On September 4, 1905 at Wolvendaal Dutch Reformed
Church, Colombo, Dr Sidney Joseph married Anne Noble Ohlmus
(1878-1949). As mentioned earlier, they had four children born between 1906 and
1916, the youngest of whom, in honour of the Swiss regimental connection
through old Great-Grandfather Abraham, was resplendently named Victor
Christian de Meuron Ohlmus Joseph.
(Another Joseph family member with the de Meuron name
is Darian Egerton de Meuron Joseph, born Feb 21, 1944 in
Colombo and a descendant of Wilhelmus Arnoldus Joseph (born
1813), another son of the founder of the Ceylon Joseph clan who has been in
touch with me by e-mail recently. Darian Joseph of Sri Lanka and his distant
cousin Hugh Lawrence of Canada (born April 3, 1944) are therefore almost exact
contemporaries, having been born only 5 or 6 weeks apart. Hopefully
one day they will meet, perhaps when Hugh and Fiona take that retirement trip
to Sri Lanka in a couple of years' time)!

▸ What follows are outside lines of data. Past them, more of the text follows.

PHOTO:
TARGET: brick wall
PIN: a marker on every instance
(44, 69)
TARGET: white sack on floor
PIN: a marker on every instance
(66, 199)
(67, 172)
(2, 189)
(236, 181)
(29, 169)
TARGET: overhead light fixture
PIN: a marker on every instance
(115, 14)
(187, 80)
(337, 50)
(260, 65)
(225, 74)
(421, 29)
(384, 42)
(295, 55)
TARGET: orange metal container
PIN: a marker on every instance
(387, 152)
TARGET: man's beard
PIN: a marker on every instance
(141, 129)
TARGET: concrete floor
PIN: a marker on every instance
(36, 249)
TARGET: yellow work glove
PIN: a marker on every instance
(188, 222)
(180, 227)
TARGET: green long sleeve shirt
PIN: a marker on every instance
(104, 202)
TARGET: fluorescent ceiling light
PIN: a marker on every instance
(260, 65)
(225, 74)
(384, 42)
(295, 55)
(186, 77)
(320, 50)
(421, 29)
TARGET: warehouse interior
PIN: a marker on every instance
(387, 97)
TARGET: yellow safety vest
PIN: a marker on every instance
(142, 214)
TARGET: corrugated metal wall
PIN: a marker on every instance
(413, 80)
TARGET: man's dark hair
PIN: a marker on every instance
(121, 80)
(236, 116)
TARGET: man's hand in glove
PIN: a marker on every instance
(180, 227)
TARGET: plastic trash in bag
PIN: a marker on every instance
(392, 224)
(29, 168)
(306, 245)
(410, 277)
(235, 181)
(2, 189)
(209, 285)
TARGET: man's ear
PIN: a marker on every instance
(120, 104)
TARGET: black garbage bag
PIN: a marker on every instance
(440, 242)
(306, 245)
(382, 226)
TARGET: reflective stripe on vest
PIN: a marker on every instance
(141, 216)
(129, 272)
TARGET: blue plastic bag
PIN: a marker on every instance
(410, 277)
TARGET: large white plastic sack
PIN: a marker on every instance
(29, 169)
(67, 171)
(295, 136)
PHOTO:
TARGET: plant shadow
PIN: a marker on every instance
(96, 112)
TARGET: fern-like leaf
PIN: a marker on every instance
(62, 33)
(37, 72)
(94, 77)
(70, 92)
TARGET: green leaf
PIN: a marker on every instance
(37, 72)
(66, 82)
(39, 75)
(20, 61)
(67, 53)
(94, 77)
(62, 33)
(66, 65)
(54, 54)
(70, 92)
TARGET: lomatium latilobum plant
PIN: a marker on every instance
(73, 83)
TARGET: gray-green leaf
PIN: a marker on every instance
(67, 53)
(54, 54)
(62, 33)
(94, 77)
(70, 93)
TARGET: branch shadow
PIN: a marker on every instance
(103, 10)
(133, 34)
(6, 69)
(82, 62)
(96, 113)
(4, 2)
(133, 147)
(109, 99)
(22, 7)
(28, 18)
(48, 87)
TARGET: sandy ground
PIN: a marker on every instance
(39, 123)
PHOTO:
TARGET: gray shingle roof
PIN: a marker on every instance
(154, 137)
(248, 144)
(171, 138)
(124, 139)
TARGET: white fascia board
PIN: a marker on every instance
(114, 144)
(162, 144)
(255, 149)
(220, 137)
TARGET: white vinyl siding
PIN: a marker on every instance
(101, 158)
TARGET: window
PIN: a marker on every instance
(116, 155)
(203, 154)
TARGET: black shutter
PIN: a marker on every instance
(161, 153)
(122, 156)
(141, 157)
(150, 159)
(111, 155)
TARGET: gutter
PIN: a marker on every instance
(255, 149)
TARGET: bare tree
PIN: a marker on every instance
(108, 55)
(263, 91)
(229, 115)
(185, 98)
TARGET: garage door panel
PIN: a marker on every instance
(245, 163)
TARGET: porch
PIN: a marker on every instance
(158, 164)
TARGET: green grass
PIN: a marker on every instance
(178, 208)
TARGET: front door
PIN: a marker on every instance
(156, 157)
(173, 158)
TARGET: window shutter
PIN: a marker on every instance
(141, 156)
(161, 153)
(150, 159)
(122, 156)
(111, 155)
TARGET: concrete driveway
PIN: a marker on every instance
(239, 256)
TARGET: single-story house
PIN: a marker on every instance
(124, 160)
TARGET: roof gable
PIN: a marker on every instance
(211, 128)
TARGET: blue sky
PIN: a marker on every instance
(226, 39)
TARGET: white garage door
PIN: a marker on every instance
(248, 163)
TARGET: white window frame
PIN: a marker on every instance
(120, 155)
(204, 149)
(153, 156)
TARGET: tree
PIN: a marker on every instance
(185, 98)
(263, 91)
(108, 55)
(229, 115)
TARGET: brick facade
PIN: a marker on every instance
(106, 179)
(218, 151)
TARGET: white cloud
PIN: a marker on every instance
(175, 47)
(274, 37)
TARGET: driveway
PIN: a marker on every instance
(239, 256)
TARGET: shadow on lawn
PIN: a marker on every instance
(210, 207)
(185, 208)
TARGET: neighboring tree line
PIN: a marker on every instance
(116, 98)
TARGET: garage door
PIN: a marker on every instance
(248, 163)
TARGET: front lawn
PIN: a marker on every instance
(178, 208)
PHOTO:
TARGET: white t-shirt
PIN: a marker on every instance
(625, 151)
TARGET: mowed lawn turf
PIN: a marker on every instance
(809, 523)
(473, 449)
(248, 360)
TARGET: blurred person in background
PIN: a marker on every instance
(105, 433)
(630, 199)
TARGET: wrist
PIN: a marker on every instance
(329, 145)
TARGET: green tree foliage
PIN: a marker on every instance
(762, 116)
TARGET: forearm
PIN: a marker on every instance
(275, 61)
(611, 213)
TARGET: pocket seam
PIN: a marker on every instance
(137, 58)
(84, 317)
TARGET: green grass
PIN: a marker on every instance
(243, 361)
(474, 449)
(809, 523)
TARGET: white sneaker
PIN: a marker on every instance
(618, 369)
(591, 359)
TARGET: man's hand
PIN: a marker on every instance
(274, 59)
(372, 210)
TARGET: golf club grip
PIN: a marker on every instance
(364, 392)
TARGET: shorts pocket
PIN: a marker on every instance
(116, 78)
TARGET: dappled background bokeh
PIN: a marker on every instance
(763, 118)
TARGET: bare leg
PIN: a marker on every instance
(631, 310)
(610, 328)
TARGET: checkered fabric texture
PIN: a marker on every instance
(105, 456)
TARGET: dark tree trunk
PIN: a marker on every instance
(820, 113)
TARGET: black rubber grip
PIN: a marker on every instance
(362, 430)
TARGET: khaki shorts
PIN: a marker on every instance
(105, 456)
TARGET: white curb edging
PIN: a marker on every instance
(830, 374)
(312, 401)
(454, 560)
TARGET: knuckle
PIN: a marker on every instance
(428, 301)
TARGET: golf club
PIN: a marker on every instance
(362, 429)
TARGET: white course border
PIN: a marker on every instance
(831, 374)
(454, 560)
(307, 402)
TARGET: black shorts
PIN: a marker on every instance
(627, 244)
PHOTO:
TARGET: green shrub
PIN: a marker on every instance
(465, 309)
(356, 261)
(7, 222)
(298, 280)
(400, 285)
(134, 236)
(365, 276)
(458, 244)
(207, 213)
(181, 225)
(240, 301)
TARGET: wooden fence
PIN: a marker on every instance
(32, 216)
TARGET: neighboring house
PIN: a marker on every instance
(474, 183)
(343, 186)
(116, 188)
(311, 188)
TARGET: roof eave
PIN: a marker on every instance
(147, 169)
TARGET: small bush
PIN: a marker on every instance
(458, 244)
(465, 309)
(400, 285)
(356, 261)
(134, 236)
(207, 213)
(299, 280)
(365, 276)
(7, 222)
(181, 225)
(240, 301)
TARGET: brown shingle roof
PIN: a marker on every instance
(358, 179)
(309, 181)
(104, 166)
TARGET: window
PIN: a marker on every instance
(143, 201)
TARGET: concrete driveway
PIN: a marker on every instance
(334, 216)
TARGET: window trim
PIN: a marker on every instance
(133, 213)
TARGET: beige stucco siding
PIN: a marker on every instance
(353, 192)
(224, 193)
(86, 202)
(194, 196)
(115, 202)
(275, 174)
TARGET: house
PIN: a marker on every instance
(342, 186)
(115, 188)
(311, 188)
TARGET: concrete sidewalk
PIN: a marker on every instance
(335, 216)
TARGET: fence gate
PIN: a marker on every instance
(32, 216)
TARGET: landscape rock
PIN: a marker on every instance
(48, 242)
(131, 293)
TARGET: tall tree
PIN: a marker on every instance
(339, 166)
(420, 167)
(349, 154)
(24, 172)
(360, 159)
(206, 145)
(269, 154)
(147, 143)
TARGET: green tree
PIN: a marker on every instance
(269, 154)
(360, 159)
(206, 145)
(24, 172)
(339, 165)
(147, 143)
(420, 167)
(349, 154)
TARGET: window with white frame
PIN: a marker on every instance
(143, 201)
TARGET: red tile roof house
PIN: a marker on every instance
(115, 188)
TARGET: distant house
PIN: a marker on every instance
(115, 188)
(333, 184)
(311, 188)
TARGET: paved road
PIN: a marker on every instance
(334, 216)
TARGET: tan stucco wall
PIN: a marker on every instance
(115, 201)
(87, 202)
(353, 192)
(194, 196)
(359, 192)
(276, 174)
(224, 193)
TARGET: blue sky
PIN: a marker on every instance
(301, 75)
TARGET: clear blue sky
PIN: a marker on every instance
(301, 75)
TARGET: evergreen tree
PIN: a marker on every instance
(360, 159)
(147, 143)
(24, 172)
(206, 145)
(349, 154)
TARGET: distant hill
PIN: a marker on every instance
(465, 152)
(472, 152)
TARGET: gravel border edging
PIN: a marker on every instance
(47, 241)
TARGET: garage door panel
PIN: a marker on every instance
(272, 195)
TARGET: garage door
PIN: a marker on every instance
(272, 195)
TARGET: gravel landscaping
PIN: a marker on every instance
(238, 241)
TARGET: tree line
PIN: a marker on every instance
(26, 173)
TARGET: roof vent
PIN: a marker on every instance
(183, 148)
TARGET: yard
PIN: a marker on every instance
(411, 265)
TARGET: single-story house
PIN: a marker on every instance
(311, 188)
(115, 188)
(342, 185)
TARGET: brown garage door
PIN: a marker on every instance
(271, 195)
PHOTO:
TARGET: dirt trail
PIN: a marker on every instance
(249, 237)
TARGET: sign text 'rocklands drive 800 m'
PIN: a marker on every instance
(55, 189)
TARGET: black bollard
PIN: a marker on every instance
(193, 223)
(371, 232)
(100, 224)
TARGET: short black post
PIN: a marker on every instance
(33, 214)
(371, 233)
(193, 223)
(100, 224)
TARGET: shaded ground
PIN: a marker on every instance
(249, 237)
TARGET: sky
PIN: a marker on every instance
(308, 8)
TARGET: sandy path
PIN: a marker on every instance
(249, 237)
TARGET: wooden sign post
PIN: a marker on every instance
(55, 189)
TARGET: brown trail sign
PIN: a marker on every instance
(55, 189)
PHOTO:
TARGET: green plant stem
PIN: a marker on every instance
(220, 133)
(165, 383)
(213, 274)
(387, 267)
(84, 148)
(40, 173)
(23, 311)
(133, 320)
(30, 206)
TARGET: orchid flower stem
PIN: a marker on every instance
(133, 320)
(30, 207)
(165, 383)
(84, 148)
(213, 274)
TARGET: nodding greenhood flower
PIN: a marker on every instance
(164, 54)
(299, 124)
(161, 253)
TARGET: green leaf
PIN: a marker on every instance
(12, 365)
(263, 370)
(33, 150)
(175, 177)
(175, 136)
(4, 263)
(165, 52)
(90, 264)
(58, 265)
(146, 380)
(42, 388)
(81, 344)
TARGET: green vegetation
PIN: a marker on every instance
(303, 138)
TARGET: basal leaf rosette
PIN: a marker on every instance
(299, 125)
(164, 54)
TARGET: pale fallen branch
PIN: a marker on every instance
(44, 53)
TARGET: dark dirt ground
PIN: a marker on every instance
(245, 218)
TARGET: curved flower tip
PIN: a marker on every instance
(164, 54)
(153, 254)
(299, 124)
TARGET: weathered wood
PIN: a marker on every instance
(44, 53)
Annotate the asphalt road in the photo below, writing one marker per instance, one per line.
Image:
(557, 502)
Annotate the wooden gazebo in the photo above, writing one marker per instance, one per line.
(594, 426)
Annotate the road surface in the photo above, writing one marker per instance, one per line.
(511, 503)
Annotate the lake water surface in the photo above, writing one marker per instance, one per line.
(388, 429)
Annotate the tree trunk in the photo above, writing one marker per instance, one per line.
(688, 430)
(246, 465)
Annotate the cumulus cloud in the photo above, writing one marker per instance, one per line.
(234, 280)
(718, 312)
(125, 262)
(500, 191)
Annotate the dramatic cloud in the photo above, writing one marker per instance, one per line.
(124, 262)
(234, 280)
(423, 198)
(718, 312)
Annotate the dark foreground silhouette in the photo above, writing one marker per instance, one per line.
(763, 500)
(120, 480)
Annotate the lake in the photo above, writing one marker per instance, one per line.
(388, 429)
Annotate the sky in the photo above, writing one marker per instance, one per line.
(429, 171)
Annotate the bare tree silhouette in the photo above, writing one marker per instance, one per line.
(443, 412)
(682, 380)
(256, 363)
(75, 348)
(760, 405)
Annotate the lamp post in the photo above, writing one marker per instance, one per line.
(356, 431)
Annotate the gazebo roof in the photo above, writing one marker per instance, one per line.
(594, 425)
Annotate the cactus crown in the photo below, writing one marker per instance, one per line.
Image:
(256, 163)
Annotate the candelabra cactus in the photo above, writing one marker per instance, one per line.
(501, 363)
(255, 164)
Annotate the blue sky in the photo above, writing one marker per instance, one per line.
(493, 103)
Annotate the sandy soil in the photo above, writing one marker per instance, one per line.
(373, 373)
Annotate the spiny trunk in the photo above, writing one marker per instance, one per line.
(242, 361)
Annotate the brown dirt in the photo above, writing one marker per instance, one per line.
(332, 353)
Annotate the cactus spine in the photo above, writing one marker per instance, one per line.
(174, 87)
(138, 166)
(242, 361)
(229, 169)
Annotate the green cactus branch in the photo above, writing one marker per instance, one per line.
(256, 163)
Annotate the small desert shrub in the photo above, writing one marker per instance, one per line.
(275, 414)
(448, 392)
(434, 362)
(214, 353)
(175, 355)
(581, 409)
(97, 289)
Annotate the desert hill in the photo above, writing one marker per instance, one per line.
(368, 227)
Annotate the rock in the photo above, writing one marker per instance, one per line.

To round off our look at the dashing Dr. Sidney
Percival Joseph, below is a family group photograph dated 1909 that
has come down to Hugh Lawrence through his father and grandfather, Lawrence
Joseph who became Joseph Lawrence. On the back is handwritten:
"With love from Cousins at Lothringen,
Maskeliya, 15/9/09".
Comparing the features of the man in both the 1902
and the 1909 photographs, bearing in mind the close connection and age
similarity between Sidney and his first cousin Lawrence, remembering that
Sidney once served at Maskeliya as a government medical officer - presumably
dealing much with the Tamil plantation workers of that hill country station,
surely a congenial role for one so clearly devoted to the welfare of the poor
and disenfranchised - and recalling from his obituary that Dr. Sidney was a
keen student of Burgher family history, hence the naming of his home after
the part of 18th century Franco-German Europe that his great-grandfather
Abraham had sprung from...even before making contact with Shelagh Goonewardene
in late August 2001 it seemed safe to assume that this 1909 photograph was of
Dr. Sidney Percival Joseph and his wife Anne Noble Joseph, and their first-born
child, Noble Georgiana Frances Ohlmus Joseph, born June 25, 1906,
therefore aged 3 in the photograph. Thanks to Shelagh, we now know this is definitely
the case. It will be most interesting to see what other information the
now-reconnected branches of the Joseph / Lawrence families in Australia and
Canada will be able to exchange in the future. Sidney and Lawrence Joseph,
childhood companion and close contemporaries, would have thoroughly approved!
“Cousins” at Maskeliya,
Ceylon, 1909.
Dr. Sidney Percival Joseph
in his later years.
(Note the three medals referred to above)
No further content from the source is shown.